To the original poster (OP): you are welcome here, we are a nice community and we do like to meet new people, however we prefer to know a little more about you before you decide to share links and promote your work, the Internet is full of people doing more or less the same and nobody pays much attention unless they have a bit of an introduction first. Join us, introduce yourself if you feel like it, engage in conversation and discuss, make friends, at some point everybody will want to know more, that's the moment to share links, I promise we'll pay attention.


----------



## greco (Jul 15, 2007)

amagras said:


> To the original poster (OP): you are welcome here, we are a nice community and we do like to meet new people, however we prefer to know a little more about you before you decide to share links and promote your work, the Internet is full of people doing more or less the same and nobody pays much attention unless they have a bit of an introduction first. Join us, introduce yourself if you feel like it, engage in conversation and discuss, make friends, at some point everybody will want to know more, that's the moment to share links, I promise we'll pay attention.


Well written! 

To the OP ...Please take @amagras up on his request/suggestion. 
We will pay attention. 

I have a friend that will break the knee caps of those that don't.


----------



## JBFairthorne (Oct 11, 2014)

It's a simple thing to make a few posts, introduce yourself, make a few relevant comments in threads that interest you and THEN attempt to promote your you tube videos.
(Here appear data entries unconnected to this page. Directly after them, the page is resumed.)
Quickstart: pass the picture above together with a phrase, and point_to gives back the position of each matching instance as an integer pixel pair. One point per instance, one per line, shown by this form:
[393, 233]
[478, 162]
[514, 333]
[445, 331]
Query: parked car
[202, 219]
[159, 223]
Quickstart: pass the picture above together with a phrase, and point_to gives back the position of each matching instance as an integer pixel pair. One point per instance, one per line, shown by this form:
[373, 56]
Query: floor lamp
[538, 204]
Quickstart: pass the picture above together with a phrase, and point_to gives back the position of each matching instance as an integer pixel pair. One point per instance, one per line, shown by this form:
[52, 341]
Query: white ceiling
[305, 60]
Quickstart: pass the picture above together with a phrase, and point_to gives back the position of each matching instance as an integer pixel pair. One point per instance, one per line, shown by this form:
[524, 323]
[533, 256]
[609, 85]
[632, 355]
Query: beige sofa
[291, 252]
It would save us the hassle of calling out a potential spammer as well as making your first experiences here positive ones.

That being said I would love to see your actual participation here.


----------



## cheezyridr (Jun 8, 2009)

cdntac said:


> Well, I'm gonna speak up and say that I'm disappointed.
> 
> I've known Josh since he was in grade 8. I laughed when I saw he had posted here today (I had no idea he was going to do so and I've not spoken to him since he's posted). I helped run a music club/band for a year that Josh participated in while he was in high school. He's a young guy who wants to be a pro musician and is super keen.
> 
> ...


someone came in here just yesterday, for the millionth time, and did the same exact thing. you know that the real truth is this: if he had come here and make so much as an introductory post, and made the slightest show of interest in being a part of things here, he would have seen an entirely different result. dozens of views and thumbs up on his video, from other members who enjoy supporting each other. what he did was the equivalent of throwing a flyer on your lawn, as he rode by on his bicycle. he might be a great kid, just like you say. even good people can make mistakes when they don't know any better. if no one tells him, how will he know? no one yelled at him, and even my (first) comment on youtube was polite. 
but, as i said earlier, nothing will change if people don't make a change. this is why my proposed 15 post waiting period makes sense. spammers won't bother, and people like your friend will be prevented from making a mistake. no one gets hurt feelings, no one gets annoyed, everyone's happy.


----------



## greco (Jul 15, 2007)

PM sent to @JoshBGuitarist


----------